The next morning came and there was nothing. And the next, and the next. And after about a week I thought that I was in the clear and sort of forgotten about it.
About a month after the incident I got called in to the IT office, and there on the table was a report from InfoSec HQ with my stupid mug on it. This is also when I had to come clean to my commander, who lucky for me gave me his full support.
I was brought to a military tribunal and faced a prison sentence. Due to my track record and my commander’s support, I was shown leniency, and was instead sentenced to a year on parole. That meant I could get sent to prison for absolutely anything. Even if military police catch me jay walking, or not having the right pass for leave.

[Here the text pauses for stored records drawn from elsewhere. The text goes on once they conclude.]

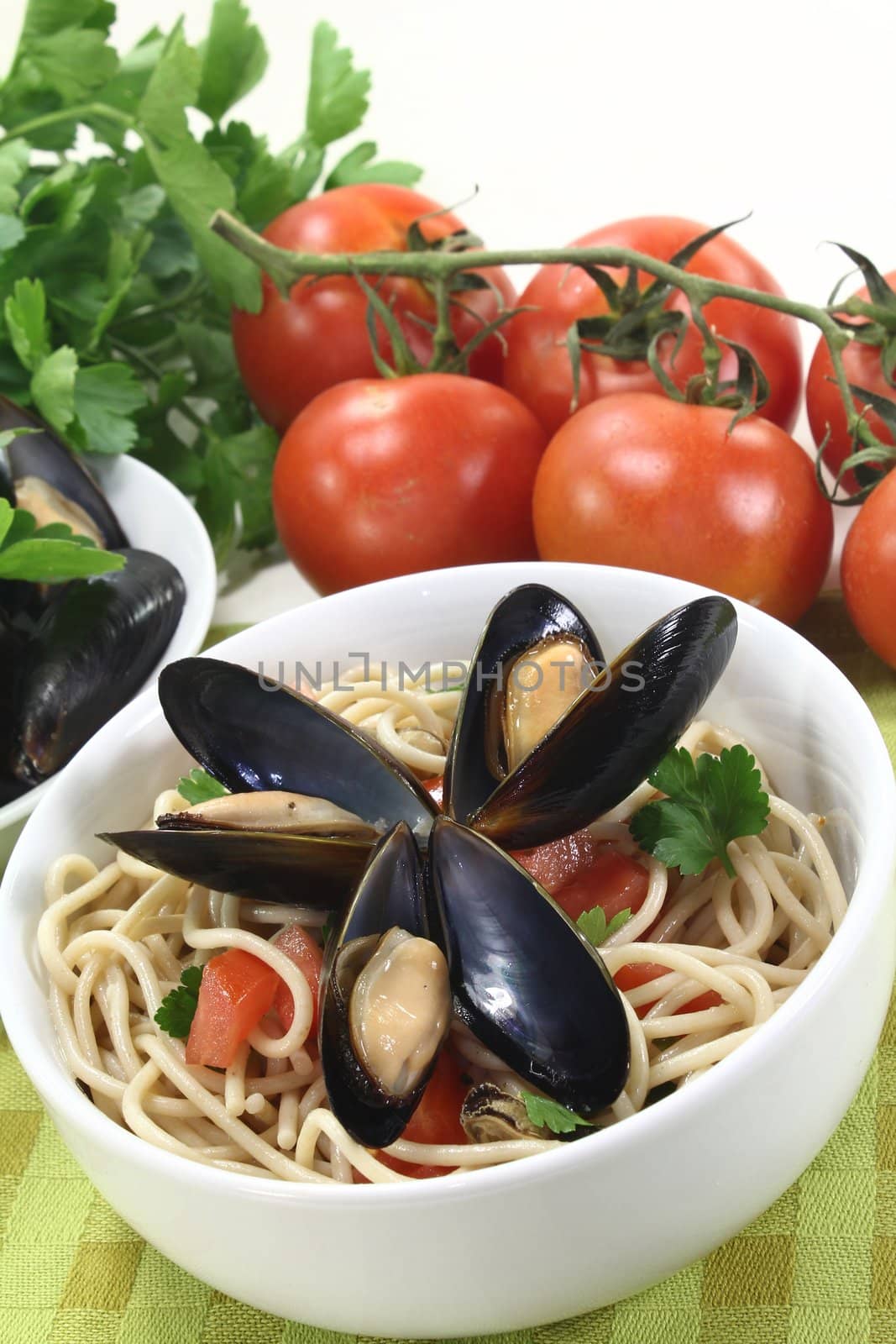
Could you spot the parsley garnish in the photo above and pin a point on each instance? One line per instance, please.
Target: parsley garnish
(199, 786)
(176, 1011)
(114, 295)
(551, 1115)
(710, 803)
(51, 554)
(595, 927)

But worse than that, it tainted our relationship with the IT team. It raised many questions such as where did we get this endpoint, how was the hardening removed, and they were forced to open an internal inquiry. We lost their trust. They remained helpful and friendly, but were no longer willing to bend the rules for us.
This is the point where I would say that from there on I watched every step. But that would be a lie.
Also, I never managed to get the email receiving feature to work.
I consider this my first startup experience. Our CO was an incredible leader/hustler/product person. He kept us on a tight leash, a tight schedule, but gave us freedom of movement and whatever support & resources he could. He encouraged us to push boundaries, maintain a high standard and think of the customer.
On the other end, the team had its own ethos (lore of previous generations and their escapades), mutual high standard expectations of professionalism and accountability.
I believe that this planted the startup bug in my brain. It's the only way I wanted to work. And it was right after being discharged from the army, that I got the opportunity to join JFrog as a founding engineer. An experience that would also prove to be immensely valuable and maybe fit for another post.
Looking back I am truly grateful for this opportunity and experience, given the circumstances.